Why I’m saying NO to fast fashion.
Why I’m saying NO to fast fashion.
I used to buy those magazines, you know the ones, with airbrushed ‘perfect’ models that told me I needed to buy this/that and the other. The ones that show what we should and shouldn’t be wearing, what’s ‘in’ and what’s ‘out’.
I’m not quite sure when exactly I woke up to the negative impact these magazines were having on my self esteem, my bank balance and the my impact on the environment. I know it’s been a good few years since I’ve bought or read one though.
Breastfeeding and my post partum body helped me to disassociate with them. There’s no way I was going to be able to feed my kids in public wearing a dress with no buttons or nursing flap. I mean you can lift your top up and not raise too many eyebrows but a whole dress… not sure that’d go down too well in the middle of M&S!
As I navigated my new path as a mother, I found cloth nappies and they started me on a journey of awareness. Awareness of my impact on the planet. Awareness of reusing and reducing waste. I also fell into some rabbit holes (with some enabling from fellow cloth bum parents) of new brands and new ways to live. Cloth bums don’t fit into most high street clothing brands and so even the kids clothes had to be purchased with more thought & consideration.
So that leads me to where I am now.
Over time I’ve drastically reduced my wardrobe by donating/selling/passing on the items I have rarely worn or those I was saving for a special occasion or for when I got back to my pre-kids size. This has taken the pressure off and made dressing such a more positive experience - I no longer have reminders hanging there telling me I’m too big to fit into xyz.

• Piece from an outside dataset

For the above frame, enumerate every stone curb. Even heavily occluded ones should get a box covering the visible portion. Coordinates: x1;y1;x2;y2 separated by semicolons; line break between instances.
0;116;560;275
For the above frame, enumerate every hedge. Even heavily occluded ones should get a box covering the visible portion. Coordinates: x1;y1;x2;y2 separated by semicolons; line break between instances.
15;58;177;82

The items I now own are all items I wear regularly and feel comfortable in. I won’t call it a ‘capsule wardrobe’ as I’m just not that organised or put together. My style is more eclectic than classic. BUT I can easily put together outfits and grab things I know I love to wear. Pre-kids me had a wardrobe so full you could barely see what was in it let another find an outfit to wear. I’d have bought items from fast fashion high street shops not because I liked them on ME but because I liked how they looked styled on the model in the magazines.
After decluttering my wardrobe and really stripping it back, I’m now so much more conscious about buying more. I buy only what I need, know will last and know that I’ll actually feel good wearing. I spend a little more on each item then I used to, but that’s because I know quality over quantity is better for the environment and my bank balance longer term.

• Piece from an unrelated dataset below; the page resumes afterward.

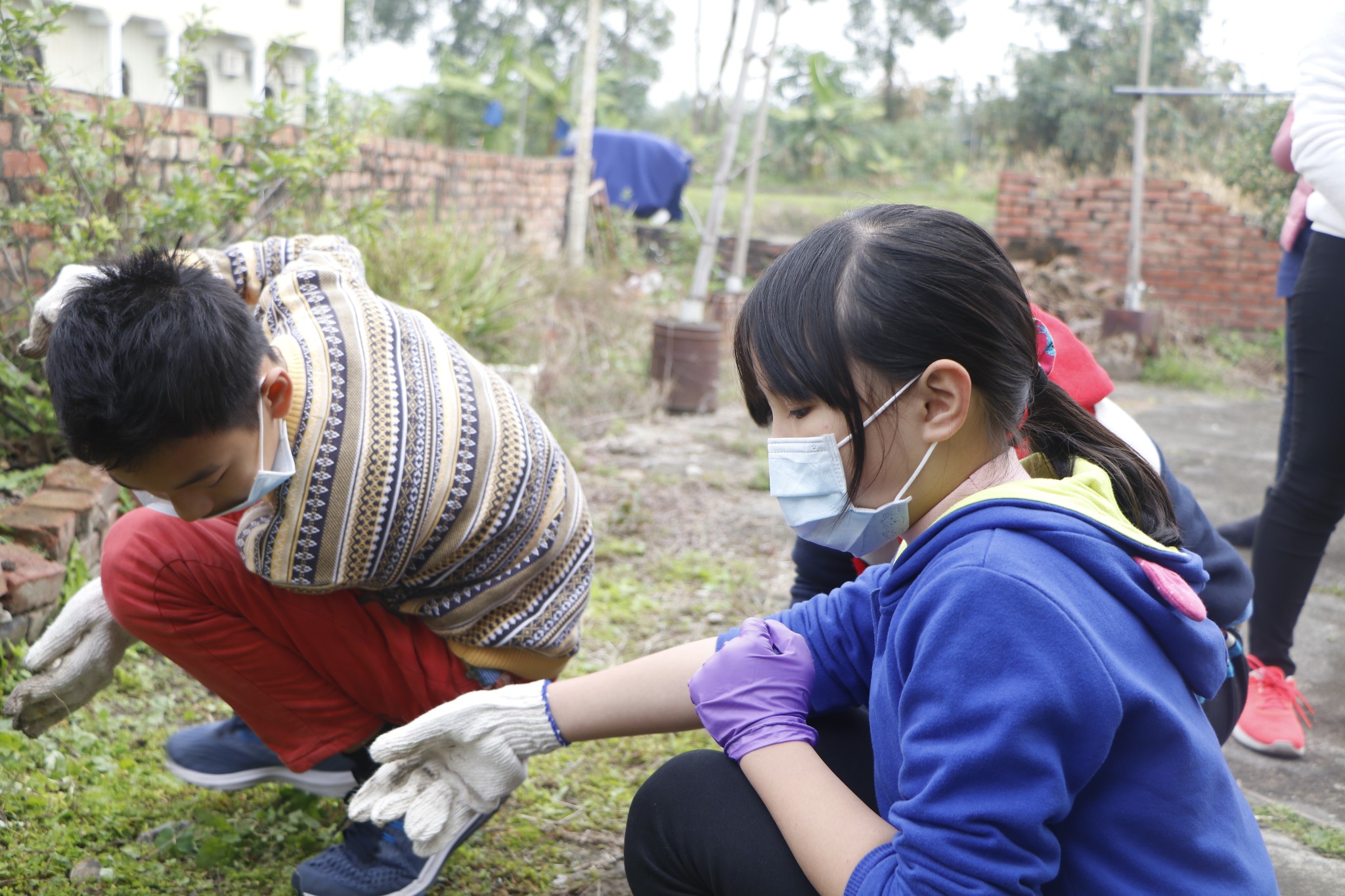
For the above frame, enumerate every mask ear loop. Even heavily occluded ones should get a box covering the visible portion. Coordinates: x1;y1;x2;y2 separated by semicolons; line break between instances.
837;376;920;447
893;442;937;501
257;376;267;473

I now look for qualities in clothing brands that I honestly had no care about before ( I’m ashamed to admit this but it’s the truth). Some of these are: are they a small brand, are they ethical, what are their values, do they use organic materials. A lot of the really great ethical brands are more expensive so if you’re on a tight budget try looking for organic cotton items from high street brands like H&M or find a small wahp (work at home parents) brand as these have much lower carbon footprints and obviously being handmade by themselves you know they’re not exploiting labour elsewhere.

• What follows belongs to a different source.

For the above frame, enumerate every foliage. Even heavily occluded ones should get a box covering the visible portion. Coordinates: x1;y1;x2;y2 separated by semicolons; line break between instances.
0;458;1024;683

I will also happily wear secondhand clothing, although this isn’t new to me as I’ve always loved ‘vintage’ clothing and actually used to have my own vintage clothing stall. Secondhand is an even better option than buying ethically produced new. Secondhand shopping means you’ve not had to use any resources to manufacture another item. Even better if you then pass it on when you’re no longer wearing it. I also love that with secondhand clothing, as it’s usually no longer available in high street shops, you’ll have a piece that is unique!
There are many benefits to saying no to fast fashion (I’ll list some facts at the bottom) but the one I’m thankful for on a personal level is that’s it’s encouraged me to dress exactly as I want to, to express my personality and not give a blooming hoot about whether it’s ‘in’ or ‘out’ of this months trends.
Fast Fashion Facts:
- The UK is the epicentre of fast fashion in Europe, with each person buying an estimated 26.7kg of clothing every year, compared to an average 15.6kg for people across Germany, Denmark, France, Italy, the Netherlands and Sweden.
- When we buy polyester clothes, we’re wearing fossil fuels The proportion of synthetic fibres, such as polyester, in our garments has doubled since 2000, rising to 60% in 2019. These fibres are produced from oil.
- Every year, global emissions from textile production are equivalent to 1.2 billion tonnes of CO2, a figure that outweighs the carbon footprint of international flights and shipping combined.
- It’s estimated that more than two tonnes of clothing are bought each minute in the UK, more than any other country in Europe.That amount produces nearly 50 tonnes of carbon emissions - the same as driving 162,000 miles in a car.